Misery loves company, as the old adage goes. For an Evertonian, historically the most apposite companions with whom to share our misery have been the ‘long-suffering’ followers of Manchester City.
For years, our Manc counterparts have suffered as we have, overshadowed by wildly successful neighbours. Each set of fans knows a special kind of disappointment, one rooted in the insurmountable levels of success that have been regularly forced down our throats.
In the past, our encounters have been charged not by the hatred evident in games between Liverpool and United but instead with a communal sense of despondency as if each of us knew deep down that this was the Liverpool/Manchester tussle that nobody really cares about.
But I fear that our special connection is no more.

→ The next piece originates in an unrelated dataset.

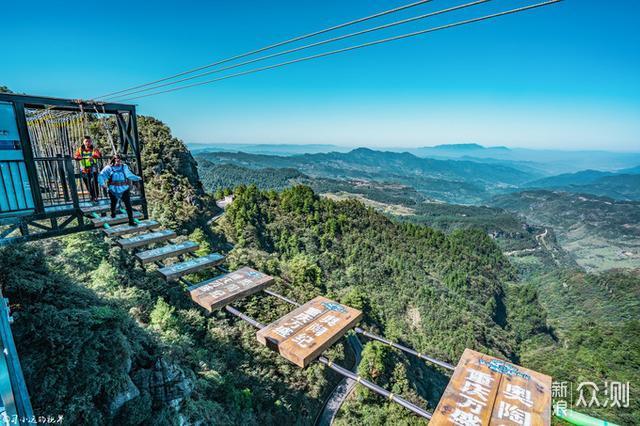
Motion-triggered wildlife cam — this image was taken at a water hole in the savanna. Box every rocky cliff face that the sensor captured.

Look on the clubs as two people that were once locked in a loveless marriage, one characterised by frustration and the sense of our lives not quite panning out as we would have hoped. Although it seemed likely that we would stay together forever, comforted by our shared disappointment and mutual loathing of people more successful than ourselves, by some miraculous turn of events one of us has managed to escape.
Man City now possess the potential to be everything they have always wanted to be, which deep down is essentially Man Utd. By contrast, Everton are now bereft of the comfort that at least they weren’t in this alone.
So as the two teams line up to play each other this weekend, as a Blue you would expect me to be bitter, filled with acrimonious loathing like spurned partners everywhere. But I’m not. Although there is a sense of loss, a slight feeling of sadness that a body of supporters who knew and shared our pain has disappeared, I don’t begrudge City their turn of fortune.
Their fans have had to endure a horrifying couple of decades since Ferguson arrived on the scene, a period where Utd’s unparallel levels of success have contrasted bitterly with City’s consistent run of poor form. Evertonians endured something similar during the late seventies and early eighties when Liverpool dominated European and domestic football and so I would be a hard-hearted b****** if I resented City’s chance to redress the local imbalance.
And it’s not as though we Evertonians don’t benefit slightly from City’s transformation. By expanding the number of teams able to challenge for the title, it means that there’s another formidable outfit standing in the way of Liverpool’s attempts to win the league; one more back-up in case Utd have an off-season.
City have prostituted themselves out to the highest bidder and by doing so left themselves at the mercy of one man.
And yet, despite Everton’s own financial calamities I don’t envy City’s sudden largesse, which taking a brief look at the balance sheet and squads of the two clubs might not at first sight make any sense.
Everton have debts of £45 million, have been for sale for three years without so much as a sniff from any potential buyers and are so hard-up that the team have been unable to purchase any new players during the summer. We lack any strength in depth and are becoming increasingly reliant on the often unpredictable youth system.
By contrast, City are backed by a multi-billionaire, have spent millions in the transfer market over the last few years and this summer have managed to add class acts, such as Agüero, Nasri and Clichy to the squad. With a second XI that could likely give most English teams a run for their money, it’s probably an understatement to say that they have strength in depth.
Man City have done what any club that wants instant success in the modern game needs to do; find someone with more money than they know what to do with and let them turn you into their play thing, or the “Chelsea/whore” approach as it’s more commonly known. By doing this, it’s likely that in the coming years more silverware will be making its way to Eastlands.
But the keys to success don’t come without a price. Like Chelsea before them, City have prostituted themselves out to the highest bidder and by doing so left themselves at the mercy of one man.
The problem with multi-billionaires is that these people are like overgrown children, a section of society not renowned for their commitment. At the moment he’s happy playing fantasy football but that fantasy could very easily turn into the stuff of nightmares for City should his desires exceeds the clubs’ abilities and he decides to de-camp elsewhere.
And even if the team do attain levels of success to satisfy the hunger of their new owner, what kind of club will that turn them into? In a similar way to our relationship with Liverpool, for decades City have prided themselves at being everything their neighbours are not; a club possessed of humility, a club with a proportionate approach to success and money, a club with a sense of humour, a club whose supporters predominantly hail from the city. It seems unlikely that this will continue to be the case if they start emulating their neighbour’s levels of achievement.
So, despite being broke, residing in a ground that has seen better days and reliant on loan-deals and the youth system I still wouldn’t swap this for what City have taken on. Everton remain a people’s club; rooted in the city and run by Evertonians. The owners might be clueless but they still understand the club and have an attachment to it that is borne from love.
Man City might have been whisked away to a ‘happier life’ but for once it’s the one that’s been left behind who I think is better off.